Recovery from stagflation culminated in the mid-late 80’s when Wall Street and the real estate markets hit its stride with a booming stock market-think Gordon Gekko a/k/a Michael Douglas’s “greed is good” and the unscrupulous S&L bankers and their crooked appraiser cronies. As banks hemorrhaged loan write-downs from fraudulent appraisals Congress went after the appraisal profession (the bankers, for the most part, escaped punishment owing perhaps to the fact that the American Bankers Association is more generous to Congressional campaigns than the penurious appraisal world) and we got FIRREA in 1989. FIRREA, as we all know by now, was the Feds pointing the finger at the appraisers while telling the bankers to beware whom they sign up on their appraisal “dance card”.
Fast-forwarding to the late 90’s and the post millennium a new crop of miscreants surfaced, namely the underwriters and the rating agencies. The advent of the slice and dice tranche in the RMBS and CMBS world gave rise to the subprime and its not-quite illegitimate but certainly suspect “piggyback” loan. A recent article in the Wall Street Journal noted that in 2000 Standard & Poor concluded that “piggyback” loans were no more likely to default than those of standard mortgages. A new symbiosis evolved between the lenders eager to lend, the home buyers and speculator investors eager to borrow on easy credit, the Wall Street underwriters eager to sell their bonds and collect their up-front commissions and the bond rating agencies eager to capitalize on the lucrative and expanding rating business.
As with the appraisal world you had lenders shopping around for the “right” value from cooperating so too with the bond world you had underwriters shopping around for the right credit rating from the rating agencies. Moody’s had revenue of roughly $3 billion from 2002-2006 for rating securities from a variety of debt pools including mortgages and other types of loans. Standard & Poor did not change its mind on “piggybacks” calling them more likely to default until 2006 at which time the subprime mortgage market ballooned to $1.1 trillion.
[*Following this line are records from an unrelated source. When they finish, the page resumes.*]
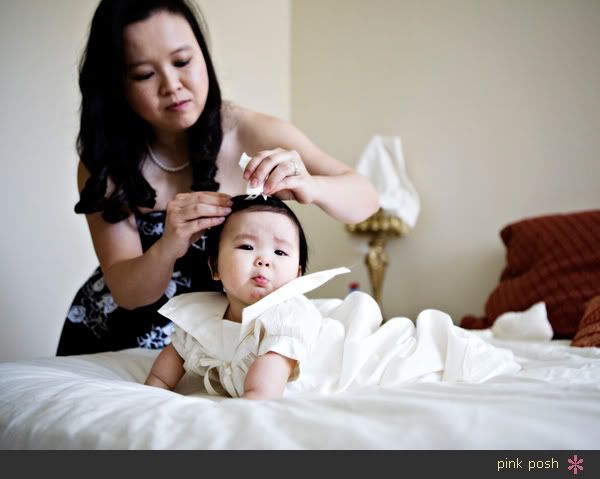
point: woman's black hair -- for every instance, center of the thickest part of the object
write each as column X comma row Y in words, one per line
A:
column 112, row 140
column 270, row 203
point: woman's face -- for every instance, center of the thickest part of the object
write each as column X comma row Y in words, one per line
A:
column 166, row 82
column 258, row 253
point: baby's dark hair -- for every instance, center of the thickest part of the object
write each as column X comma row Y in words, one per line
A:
column 272, row 204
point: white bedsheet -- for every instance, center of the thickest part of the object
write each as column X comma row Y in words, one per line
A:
column 99, row 402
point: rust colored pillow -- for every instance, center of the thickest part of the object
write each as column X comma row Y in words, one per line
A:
column 554, row 258
column 588, row 333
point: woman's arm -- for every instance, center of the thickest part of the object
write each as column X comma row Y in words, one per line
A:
column 167, row 369
column 267, row 377
column 136, row 278
column 295, row 168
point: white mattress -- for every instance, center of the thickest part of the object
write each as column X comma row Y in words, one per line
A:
column 99, row 402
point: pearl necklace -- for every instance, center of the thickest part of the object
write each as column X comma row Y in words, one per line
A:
column 162, row 166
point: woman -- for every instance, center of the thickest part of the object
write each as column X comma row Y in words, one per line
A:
column 159, row 157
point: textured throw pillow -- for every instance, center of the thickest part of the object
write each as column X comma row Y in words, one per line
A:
column 588, row 333
column 555, row 259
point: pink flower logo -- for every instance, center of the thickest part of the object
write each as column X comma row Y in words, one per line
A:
column 575, row 465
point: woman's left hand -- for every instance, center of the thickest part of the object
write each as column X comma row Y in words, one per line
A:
column 283, row 174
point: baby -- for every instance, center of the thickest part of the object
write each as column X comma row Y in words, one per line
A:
column 263, row 338
column 257, row 250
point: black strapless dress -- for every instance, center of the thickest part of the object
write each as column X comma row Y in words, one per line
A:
column 95, row 323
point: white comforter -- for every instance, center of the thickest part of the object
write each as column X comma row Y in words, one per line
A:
column 98, row 402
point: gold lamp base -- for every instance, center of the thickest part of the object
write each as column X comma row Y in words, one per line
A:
column 379, row 227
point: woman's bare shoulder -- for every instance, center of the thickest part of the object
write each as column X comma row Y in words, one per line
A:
column 83, row 175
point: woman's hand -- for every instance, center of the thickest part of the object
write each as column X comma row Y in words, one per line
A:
column 283, row 173
column 189, row 214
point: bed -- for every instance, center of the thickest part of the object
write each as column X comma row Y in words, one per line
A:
column 99, row 401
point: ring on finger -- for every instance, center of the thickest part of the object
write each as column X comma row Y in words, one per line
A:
column 295, row 168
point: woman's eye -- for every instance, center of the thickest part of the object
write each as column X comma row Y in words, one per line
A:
column 181, row 63
column 142, row 76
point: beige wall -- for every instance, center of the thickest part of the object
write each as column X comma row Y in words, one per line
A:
column 46, row 249
column 498, row 107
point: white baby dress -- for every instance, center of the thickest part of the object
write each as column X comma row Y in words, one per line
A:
column 339, row 345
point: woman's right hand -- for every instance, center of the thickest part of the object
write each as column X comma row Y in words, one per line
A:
column 189, row 215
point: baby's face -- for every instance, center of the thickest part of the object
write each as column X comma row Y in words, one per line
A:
column 258, row 253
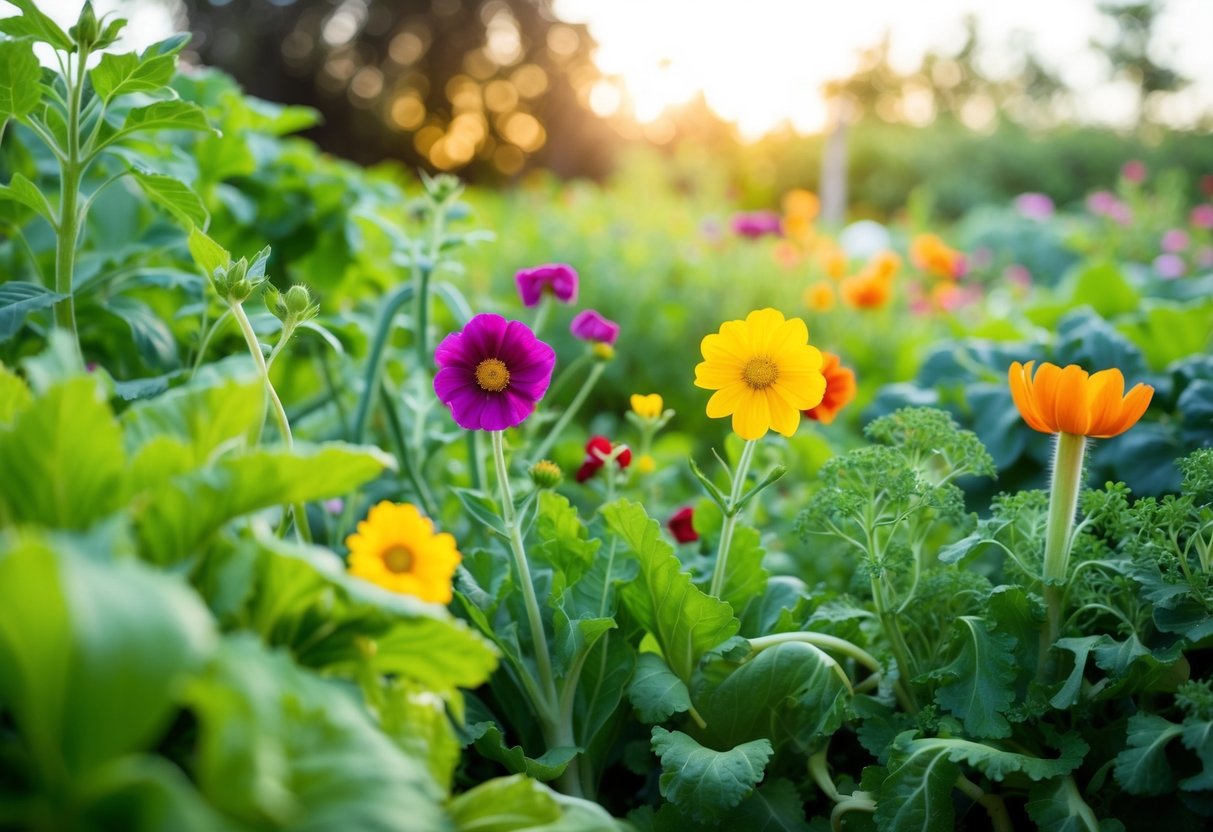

Now that the chickens are coming home to roost and the appraisal world is, for the most part, guiltless will the Feds move to reign in the underwriter/credit rating agency cabal? Is it time for FURREA-the Financial Underwriting Reform and Recovery Enforcement Act? Perhaps New York Senator Chuck Schumer, who never saw some skullduggery that did not warrant a Congressional action should be asked, “How about this one Chuck”?